Oooo, I will definitely have to check some of these out! The only one I've read is Rilla of Ingleside (which I loved, though only after I reconciled myself to it being a very different book than the earlier Anne books).

Thank you for sharing this list!

Donna said...

Brilliant selections Constance! I've read many of these, but the Airth mysteries are completely new to me, and you've reminded me of many old favourites too! How exciting Amazon uk has Yankee Stranger available to purchase for Kindle too. I hope they will release them all that way eventually.

CLM said...

Donna, I think you were the one who recommended the Carr book years ago; thank you. I had forgotten how cute the cover is.

Kathleen McDade said...

Had to come and make sure Rilla was in there! I also think of Betsy and the Great World and Betsy's Wedding, although they are not as war-saturated as Rilla.

Sarah Rettger said...

I'm in the midst of Edward, Nicholas, and Wilhelm right now. (And loving it, of course -- do you even need to ask?)
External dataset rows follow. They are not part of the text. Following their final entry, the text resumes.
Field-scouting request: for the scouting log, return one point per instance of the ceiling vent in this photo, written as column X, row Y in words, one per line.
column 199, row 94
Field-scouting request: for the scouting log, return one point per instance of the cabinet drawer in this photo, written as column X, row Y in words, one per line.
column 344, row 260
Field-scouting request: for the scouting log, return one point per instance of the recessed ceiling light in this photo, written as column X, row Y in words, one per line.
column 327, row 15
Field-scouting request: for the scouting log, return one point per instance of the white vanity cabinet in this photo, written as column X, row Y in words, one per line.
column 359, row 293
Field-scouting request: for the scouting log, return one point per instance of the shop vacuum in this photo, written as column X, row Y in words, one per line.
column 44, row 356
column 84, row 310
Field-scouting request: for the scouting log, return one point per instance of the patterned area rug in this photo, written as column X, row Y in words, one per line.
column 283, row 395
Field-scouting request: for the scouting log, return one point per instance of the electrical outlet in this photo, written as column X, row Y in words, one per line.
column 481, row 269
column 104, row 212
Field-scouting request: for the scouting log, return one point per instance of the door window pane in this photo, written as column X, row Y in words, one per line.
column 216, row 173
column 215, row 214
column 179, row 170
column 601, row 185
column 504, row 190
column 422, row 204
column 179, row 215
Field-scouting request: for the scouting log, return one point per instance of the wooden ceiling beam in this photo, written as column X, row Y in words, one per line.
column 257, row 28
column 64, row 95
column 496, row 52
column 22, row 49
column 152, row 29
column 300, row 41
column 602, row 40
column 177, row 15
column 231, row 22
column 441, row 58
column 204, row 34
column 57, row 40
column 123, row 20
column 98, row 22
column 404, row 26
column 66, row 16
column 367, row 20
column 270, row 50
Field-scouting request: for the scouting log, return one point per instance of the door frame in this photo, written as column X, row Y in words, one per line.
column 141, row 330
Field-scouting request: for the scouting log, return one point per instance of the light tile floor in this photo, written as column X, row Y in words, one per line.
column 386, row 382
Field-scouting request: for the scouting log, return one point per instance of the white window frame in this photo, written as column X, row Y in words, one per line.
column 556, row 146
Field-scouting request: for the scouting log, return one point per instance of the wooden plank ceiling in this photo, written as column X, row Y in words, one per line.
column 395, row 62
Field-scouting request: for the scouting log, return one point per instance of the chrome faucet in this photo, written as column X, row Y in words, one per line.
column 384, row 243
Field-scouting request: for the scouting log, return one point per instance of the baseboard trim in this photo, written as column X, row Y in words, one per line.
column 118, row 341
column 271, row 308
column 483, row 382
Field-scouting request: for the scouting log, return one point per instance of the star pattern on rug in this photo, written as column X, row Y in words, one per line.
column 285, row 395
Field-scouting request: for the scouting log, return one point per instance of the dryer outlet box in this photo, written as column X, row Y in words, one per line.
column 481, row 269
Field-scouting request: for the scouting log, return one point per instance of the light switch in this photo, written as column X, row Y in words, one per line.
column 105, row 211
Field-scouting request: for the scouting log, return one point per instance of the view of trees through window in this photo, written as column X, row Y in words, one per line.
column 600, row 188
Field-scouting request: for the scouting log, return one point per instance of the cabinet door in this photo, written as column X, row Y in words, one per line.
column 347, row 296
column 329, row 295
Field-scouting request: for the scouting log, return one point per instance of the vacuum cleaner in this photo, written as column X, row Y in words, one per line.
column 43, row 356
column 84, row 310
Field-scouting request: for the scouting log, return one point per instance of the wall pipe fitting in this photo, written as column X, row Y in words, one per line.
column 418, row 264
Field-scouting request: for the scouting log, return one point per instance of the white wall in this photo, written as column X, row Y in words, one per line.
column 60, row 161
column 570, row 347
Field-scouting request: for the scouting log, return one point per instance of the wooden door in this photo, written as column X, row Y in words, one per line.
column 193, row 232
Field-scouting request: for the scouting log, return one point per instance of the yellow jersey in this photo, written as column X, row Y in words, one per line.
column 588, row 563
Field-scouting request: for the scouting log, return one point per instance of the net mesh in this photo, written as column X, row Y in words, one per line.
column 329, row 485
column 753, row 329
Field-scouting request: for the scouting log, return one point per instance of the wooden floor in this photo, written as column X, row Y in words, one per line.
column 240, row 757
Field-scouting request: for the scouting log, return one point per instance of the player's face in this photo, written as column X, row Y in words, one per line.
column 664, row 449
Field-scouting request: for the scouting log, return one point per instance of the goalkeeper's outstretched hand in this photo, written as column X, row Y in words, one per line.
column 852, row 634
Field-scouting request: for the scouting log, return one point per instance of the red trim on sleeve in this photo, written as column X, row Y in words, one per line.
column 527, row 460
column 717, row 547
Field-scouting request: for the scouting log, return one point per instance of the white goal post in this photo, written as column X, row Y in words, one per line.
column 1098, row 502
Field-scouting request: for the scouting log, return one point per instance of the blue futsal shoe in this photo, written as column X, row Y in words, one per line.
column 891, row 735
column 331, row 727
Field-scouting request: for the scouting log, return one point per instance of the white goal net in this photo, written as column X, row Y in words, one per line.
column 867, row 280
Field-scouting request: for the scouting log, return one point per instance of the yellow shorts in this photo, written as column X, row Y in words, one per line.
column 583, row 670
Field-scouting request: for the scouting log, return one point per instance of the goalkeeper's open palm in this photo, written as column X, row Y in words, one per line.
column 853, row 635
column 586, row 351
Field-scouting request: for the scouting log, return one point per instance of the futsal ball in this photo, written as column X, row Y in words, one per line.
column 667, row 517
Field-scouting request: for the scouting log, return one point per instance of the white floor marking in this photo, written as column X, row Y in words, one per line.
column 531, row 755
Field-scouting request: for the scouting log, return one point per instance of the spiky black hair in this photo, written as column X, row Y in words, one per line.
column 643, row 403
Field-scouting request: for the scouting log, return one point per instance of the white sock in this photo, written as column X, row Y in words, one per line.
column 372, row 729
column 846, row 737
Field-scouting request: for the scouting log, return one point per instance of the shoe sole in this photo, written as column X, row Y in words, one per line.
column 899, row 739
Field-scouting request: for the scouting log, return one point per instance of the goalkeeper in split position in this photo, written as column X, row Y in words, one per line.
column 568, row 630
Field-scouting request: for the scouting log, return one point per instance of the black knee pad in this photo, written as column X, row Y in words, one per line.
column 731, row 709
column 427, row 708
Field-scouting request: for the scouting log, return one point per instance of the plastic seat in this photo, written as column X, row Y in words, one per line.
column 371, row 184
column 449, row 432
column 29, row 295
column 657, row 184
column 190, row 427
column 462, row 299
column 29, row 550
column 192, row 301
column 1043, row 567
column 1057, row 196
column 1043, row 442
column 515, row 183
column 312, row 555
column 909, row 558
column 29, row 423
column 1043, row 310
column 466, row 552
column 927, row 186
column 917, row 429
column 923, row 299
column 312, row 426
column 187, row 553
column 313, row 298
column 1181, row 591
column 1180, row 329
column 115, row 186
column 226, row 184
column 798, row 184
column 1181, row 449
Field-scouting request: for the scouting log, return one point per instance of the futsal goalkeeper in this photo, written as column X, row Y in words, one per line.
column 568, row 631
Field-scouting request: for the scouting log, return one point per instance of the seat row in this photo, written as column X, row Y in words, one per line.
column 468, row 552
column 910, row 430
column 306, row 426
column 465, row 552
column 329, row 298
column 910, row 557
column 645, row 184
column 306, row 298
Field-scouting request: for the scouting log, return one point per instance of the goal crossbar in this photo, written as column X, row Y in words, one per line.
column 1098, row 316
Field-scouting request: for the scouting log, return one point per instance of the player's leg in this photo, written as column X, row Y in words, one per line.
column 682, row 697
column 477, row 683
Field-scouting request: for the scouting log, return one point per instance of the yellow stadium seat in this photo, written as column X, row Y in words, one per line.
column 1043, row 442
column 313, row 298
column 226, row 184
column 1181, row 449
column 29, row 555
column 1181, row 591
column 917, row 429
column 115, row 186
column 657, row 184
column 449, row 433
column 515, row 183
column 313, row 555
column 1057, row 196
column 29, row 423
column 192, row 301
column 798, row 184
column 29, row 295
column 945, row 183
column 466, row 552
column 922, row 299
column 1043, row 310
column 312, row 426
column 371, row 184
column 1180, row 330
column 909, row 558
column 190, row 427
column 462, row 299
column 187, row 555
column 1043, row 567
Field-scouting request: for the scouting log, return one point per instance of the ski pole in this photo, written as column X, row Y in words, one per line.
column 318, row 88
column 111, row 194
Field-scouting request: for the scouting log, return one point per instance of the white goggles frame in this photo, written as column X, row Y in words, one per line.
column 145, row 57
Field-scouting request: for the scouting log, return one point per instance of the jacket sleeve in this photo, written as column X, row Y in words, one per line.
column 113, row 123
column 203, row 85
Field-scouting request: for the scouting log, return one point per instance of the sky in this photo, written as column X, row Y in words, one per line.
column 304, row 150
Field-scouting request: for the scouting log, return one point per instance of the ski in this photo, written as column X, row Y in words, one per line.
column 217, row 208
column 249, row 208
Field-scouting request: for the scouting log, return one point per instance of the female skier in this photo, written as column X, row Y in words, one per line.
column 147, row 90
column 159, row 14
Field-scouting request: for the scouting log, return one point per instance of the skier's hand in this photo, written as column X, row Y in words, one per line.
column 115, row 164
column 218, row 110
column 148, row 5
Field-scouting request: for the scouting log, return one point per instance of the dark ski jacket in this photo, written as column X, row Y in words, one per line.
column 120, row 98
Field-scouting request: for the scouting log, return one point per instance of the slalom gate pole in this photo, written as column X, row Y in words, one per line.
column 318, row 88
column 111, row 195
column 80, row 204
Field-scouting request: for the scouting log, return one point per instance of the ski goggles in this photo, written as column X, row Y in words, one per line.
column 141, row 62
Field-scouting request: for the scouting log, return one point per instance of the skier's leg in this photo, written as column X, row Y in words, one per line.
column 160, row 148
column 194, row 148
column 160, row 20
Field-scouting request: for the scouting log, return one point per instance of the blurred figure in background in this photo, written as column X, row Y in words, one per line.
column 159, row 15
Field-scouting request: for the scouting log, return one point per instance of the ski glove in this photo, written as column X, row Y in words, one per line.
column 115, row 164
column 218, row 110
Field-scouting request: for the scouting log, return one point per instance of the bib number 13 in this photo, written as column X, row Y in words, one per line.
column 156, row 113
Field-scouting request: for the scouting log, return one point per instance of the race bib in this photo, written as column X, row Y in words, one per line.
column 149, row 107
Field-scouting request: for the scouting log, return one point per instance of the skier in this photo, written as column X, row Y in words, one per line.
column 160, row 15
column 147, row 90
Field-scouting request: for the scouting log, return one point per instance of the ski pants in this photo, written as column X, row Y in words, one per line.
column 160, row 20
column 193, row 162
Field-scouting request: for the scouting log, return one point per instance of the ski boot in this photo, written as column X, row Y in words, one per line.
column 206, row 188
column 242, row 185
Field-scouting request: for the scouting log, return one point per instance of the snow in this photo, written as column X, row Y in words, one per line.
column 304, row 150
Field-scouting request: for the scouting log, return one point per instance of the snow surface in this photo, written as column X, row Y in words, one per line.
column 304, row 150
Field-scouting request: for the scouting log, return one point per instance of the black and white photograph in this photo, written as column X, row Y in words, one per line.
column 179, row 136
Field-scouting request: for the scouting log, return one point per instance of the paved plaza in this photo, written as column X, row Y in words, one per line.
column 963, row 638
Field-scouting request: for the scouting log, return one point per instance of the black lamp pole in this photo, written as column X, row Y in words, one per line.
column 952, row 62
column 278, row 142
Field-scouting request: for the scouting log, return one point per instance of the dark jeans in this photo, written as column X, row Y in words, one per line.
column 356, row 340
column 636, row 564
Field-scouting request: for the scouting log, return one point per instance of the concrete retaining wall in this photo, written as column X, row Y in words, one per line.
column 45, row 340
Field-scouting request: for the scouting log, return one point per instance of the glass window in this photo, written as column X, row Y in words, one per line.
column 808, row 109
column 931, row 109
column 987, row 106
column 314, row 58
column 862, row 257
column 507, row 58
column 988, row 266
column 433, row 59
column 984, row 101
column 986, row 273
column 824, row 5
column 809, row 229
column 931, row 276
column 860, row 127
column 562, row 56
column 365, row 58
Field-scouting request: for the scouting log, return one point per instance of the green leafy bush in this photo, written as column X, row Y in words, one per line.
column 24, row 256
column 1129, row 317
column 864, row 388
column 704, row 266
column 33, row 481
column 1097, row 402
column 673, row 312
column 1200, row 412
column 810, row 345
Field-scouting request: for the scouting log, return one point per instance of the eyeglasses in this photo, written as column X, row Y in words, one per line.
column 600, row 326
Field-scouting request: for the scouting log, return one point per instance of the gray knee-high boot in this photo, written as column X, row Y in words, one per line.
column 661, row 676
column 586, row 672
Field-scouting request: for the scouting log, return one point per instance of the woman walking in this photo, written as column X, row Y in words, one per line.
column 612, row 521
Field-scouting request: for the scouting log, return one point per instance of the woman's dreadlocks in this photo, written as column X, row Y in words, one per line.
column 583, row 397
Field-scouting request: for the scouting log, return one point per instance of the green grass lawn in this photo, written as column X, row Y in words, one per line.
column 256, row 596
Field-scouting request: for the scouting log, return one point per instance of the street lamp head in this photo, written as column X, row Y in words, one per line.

I've never even heard of about half of these, C, so you've just done cruel things to my TBR list. (Not to mention inspiring me to do a similar post of my own. It'll be a good excuse to delay a little longer the whole snow-removal thing.)

Ms. Yingling said...

Hopped over here from Charlotte's Library and had to laugh-- Betsy-Tacey, ImageCascade (go, Beany!), L.M. Montgomery AND Downtown Abbey? We might possibly be twins separated at birth! Thanks for the reading list-- I'll definitely take a look!

Charlotte said...

Wow, this is a great list! Lots of books that I haven't read, or even heard of...I shall have to track down Memory Garden!